文化芸術施設によって鑑賞支援の内容は異なりますが、美術館でアーティストが障がいのある人を対象にワークショップを行う事例などもあります。また、文化庁では映画作品のバリアフリー字幕や、音声ガイド制作の支援などに取り組んでいます。
鑑賞支援の一例
- 施設のバリアフリー化
車椅子を利用する人同士が無理なくすれ違うことができる廊下や通路の設置、各階に障がい者トイレを設置、段差のない廊下、移動しやすいスロープの設置などを行うまた、イラストなどを活用して分かりやすい館内表示とする。
- 施設の受付に必要な人材を設置
手話で会話したり、筆談器を使って対応したりするなど、障がい者の鑑賞支援を行うスタッフを配置。また、サポートが必要な人には車椅子を貸し出したり、付き添って鑑賞する援助等を行う。
- バリアフリー字幕(※一部の劇場にのみ設置)
耳が聞こえなかったり、聞こえづらい人でも映画を楽しめるように、映像のセリフや話をしている人の名前などを文字表記するなど、音の情報を文字で表記する字幕を付ける。 - バリアフリー音声ガイド(※一部の劇場にのみ設置)
視覚障がい者でも映画を楽しめるように、作品の情報を言葉で説明する音声ガイドの導入(ストーリーの内容や登場人物の動き・表情などを、可能な限り音声で伝える機器)

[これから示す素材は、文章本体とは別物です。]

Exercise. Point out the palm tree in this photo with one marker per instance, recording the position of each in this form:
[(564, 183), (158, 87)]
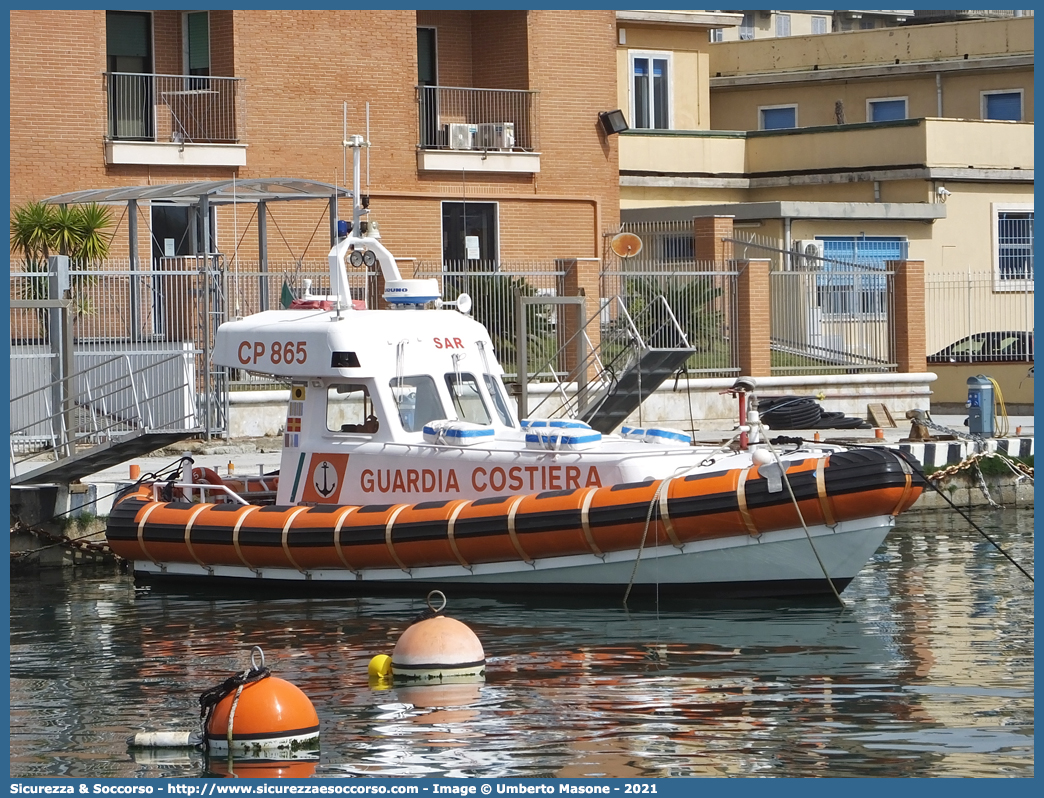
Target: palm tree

- 美術館などの文化芸術施設や映画館などの受付で障がい者手帳を表示すると、観覧料が無料もしくは割引料金になることがあります。その場合、介護者などの付き添いも割引の対象となります。
誰が利用できるのか
文化芸術施設や映画館などで鑑賞支援を受けることができるのは、原則として障がい者手帳を持っている人となります。観覧料などの有料チケットは、障がい者手帳を提示することで割引となるため、手帳が必須となります。支援が必要な人や割引を希望する人は、事前に施設へ相談してみましょう。
利用できる期間・年齢
文化芸術施設や映画館などにおける鑑賞支援の利用期間や年齢に制限はありません。ただし、施設の営業時間や利用条件についてはあらかじめ確認するようにしましょう。
どうすれば利用できるのか
映画館や美術館、博物館などは、事前予約をしなくても利用することができます。しかし、出かける前に施設の設備や支援について確認することをおすすめします。
例えば、補助犬と一緒に利用したい場合は、美術館の展示室内に同伴することが可能かどうか、何時ごろに施設に行く予定かなどを伝えるとスムーズです。施設によっては、作品保護を理由に補助犬の同伴が難しいというケースがあるかもしれません。
また、音声ガイドの有無、車椅子の利用、障がい者優先駐車スペースの有無、エレベーターやスロープの設置、多目的トイレの有無、救護室の有無、筆談器の有無など、障がいの特性に応じた対応が可能かどうか確認することが大切です。人が多く訪れる映画館や美術施設では、専門スタッフによる対応が受けられないことも考えられます。疑問に思うことは施設の受付やインフォメーションに電話して、前もって確認するようにしましょう。
よくある疑問とその答え
- 文化芸術施設の鑑賞支援は、どこでも必ず受けられるのですか?
- お住まいの地域によっては、施設の整備体制が十分でない可能性があります。鑑賞する際にサポートが必要な場合は、事前に施設へ確認しましょう。
- 鑑賞支援を受けた場合、特別な費用が発生するのでしょうか?
- 音声ガイドの貸し出しが有料となる施設もありますが、多くの施設において、無料で支援サービスを受けることができます。